Her pale cheeks glistened with rain, she stood and shivered.
Into a forest of silver she vanished slowly . . .
Voices about me rise . . .

Voices clear and silvery, voices of raindrops,-
'We struck with silver claws, we struck her down.
We are the ghosts of the singing furies . . . '
A chorus of elfin voices blowing about me
Weaves to a babel of sound.  Each cries a secret.
I run among them, reach out vain hands, and drown.

'I am the one who stood beside you and smiled,
Thinking your face so strangely young . . . '
'I am the one who loved you but did not dare.'
'I am the one you followed through crowded streets,
The one who escaped you, the one with red-gleamed hair.'

'I am the one you saw to-day, who fell
Senseless before you, hearing a certain bell:
A bell that broke great memories in my brain.'
'I am the one who passed unnoticed before you,
Invisible, in a cloud of secret pain.'

'I am the one who suddenly cried, beholding
The face of a certain man on the dazzling screen.
They wrote me that he was dead.  It was long ago.
I walked in the streets for a long while, hearing nothing,
And returned to see it again.  And it was so.'


Weave, weave, weave, you streaks of rain!
I am dissolved and woven again . . .
Thousands of faces rise and vanish before me.
Thousands of voices weave in the rain.

'I am the one who rode beside you, blinking
At a dazzle of golden lights.
Tempests of music swept me: I was thinking
Of the gorgeous promise of certain nights:
Of the woman who suddenly smiled at me this day,
Smiled in a certain delicious sidelong way,
And turned, as she reached the door,
To smile once more . . .
Her hands are whiter than snow on midnight water.
Her throat is golden and full of golden laughter,
Her eyes are strange as the stealth of the moon
On a night in June . . .
She runs among whistling leaves; I hurry after;
She dances in dreams over white-waved water;
Her body is white and fragrant and cool,
Magnolia petals that float on a white-starred pool . . .
I have dreamed of her, dreaming for many nights
Of a broken music and golden lights,
Of broken webs of silver, heavily falling
Between my hands and their white desire:
And dark-leaved boughs, edged with a golden radiance,
Dipping to screen a fire . . .
I dream that I walk with her beneath high trees,
But as I lean to kiss her face,
She is blown aloft on wind, I catch at leaves,
And run in a moonless place;
And I hear a crashing of terrible rocks flung down,
And shattering trees and cracking walls,
And a net of intense white flame roars over the town,
And someone cries; and darkness falls . . .
But now she has leaned and smiled at me,
My veins are afire with music,
Her eyes have kissed me, my body is turned to light;
I shall dream to her secret heart tonight . . . '

He rises and moves away, he says no word,
He folds his evening paper and turns away;
I rush through the dark with rows of lamplit faces;
Fire bells peal, and some of us turn to listen,
And some sit motionless in their accustomed places.

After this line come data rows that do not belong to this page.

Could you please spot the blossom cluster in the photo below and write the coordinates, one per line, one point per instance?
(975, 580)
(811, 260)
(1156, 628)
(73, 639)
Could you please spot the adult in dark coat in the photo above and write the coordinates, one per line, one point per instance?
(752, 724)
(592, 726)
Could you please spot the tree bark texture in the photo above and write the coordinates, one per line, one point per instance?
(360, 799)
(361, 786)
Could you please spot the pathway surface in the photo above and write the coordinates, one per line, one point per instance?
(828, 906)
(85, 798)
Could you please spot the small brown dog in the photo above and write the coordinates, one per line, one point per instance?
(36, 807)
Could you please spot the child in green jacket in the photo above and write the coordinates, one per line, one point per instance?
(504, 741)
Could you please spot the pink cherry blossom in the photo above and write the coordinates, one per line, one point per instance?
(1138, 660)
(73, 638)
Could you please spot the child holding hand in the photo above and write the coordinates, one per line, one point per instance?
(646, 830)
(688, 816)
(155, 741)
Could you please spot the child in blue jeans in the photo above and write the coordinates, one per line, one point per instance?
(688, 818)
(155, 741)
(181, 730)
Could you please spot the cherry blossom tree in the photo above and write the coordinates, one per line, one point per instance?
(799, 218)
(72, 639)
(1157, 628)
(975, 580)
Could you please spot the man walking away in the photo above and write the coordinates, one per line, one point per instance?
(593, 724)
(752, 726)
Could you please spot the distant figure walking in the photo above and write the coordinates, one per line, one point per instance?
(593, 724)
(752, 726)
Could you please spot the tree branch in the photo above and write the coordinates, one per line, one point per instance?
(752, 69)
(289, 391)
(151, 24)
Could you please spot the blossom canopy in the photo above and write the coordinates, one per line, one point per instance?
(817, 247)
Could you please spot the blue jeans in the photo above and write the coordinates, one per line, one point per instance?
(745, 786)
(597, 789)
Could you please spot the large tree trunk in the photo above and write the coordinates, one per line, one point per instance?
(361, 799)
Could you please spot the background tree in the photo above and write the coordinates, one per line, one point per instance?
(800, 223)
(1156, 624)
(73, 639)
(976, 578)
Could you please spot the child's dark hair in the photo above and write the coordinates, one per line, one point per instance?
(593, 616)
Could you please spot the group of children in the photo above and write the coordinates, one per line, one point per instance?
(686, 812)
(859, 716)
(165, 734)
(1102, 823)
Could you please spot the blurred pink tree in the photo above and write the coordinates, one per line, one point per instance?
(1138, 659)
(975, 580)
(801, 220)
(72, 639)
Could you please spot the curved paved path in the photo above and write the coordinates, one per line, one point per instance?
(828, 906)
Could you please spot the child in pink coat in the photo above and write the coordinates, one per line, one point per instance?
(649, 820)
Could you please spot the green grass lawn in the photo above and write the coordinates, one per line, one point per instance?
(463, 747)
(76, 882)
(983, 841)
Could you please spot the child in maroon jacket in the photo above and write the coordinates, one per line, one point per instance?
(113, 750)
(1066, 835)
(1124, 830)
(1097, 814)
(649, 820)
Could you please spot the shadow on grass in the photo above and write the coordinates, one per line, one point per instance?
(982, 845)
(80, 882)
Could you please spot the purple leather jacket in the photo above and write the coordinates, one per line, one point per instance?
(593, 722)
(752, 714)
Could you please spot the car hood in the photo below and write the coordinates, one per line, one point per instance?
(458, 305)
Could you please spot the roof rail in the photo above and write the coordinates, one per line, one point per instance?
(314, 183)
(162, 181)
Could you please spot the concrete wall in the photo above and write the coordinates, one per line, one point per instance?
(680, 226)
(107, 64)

Cold rain lashes the car-roof, scurries in gusts,
Streams down the windows in waves and ripples of lustre;
The lamps in the streets are distorted and strange.
Someone takes his watch from his pocket and yawns.
One peers out in the night for the place to change.

Rain . . . rain . . . rain . . . we are buried in rain,
It will rain forever, the swift wheels hiss through water,
Pale sheets of water gleam in the windy street.
The pealing of bells is lost in a drive of rain-drops.
Remote and hurried the great bells beat.

'I am the one whom life so shrewdly betrayed,
Misfortune dogs me, it always hunted me down.
And to-day the woman I love lies dead.
I gave her roses, a ring with opals;
These hands have touched her head.

'I bound her to me in all soft ways,
I bound her to me in a net of days,
Yet now she has gone in silence and said no word.
How can we face these dazzling things, I ask you?
There is no use: we cry: and are not heard.

'They cover a body with roses . . . I shall not see it . . .
Must one return to the lifeless walls of a city
Whose soul is charred by fire? . . . '
His eyes are closed, his lips press tightly together.
Wheels hiss beneath us.  He yields us our desire.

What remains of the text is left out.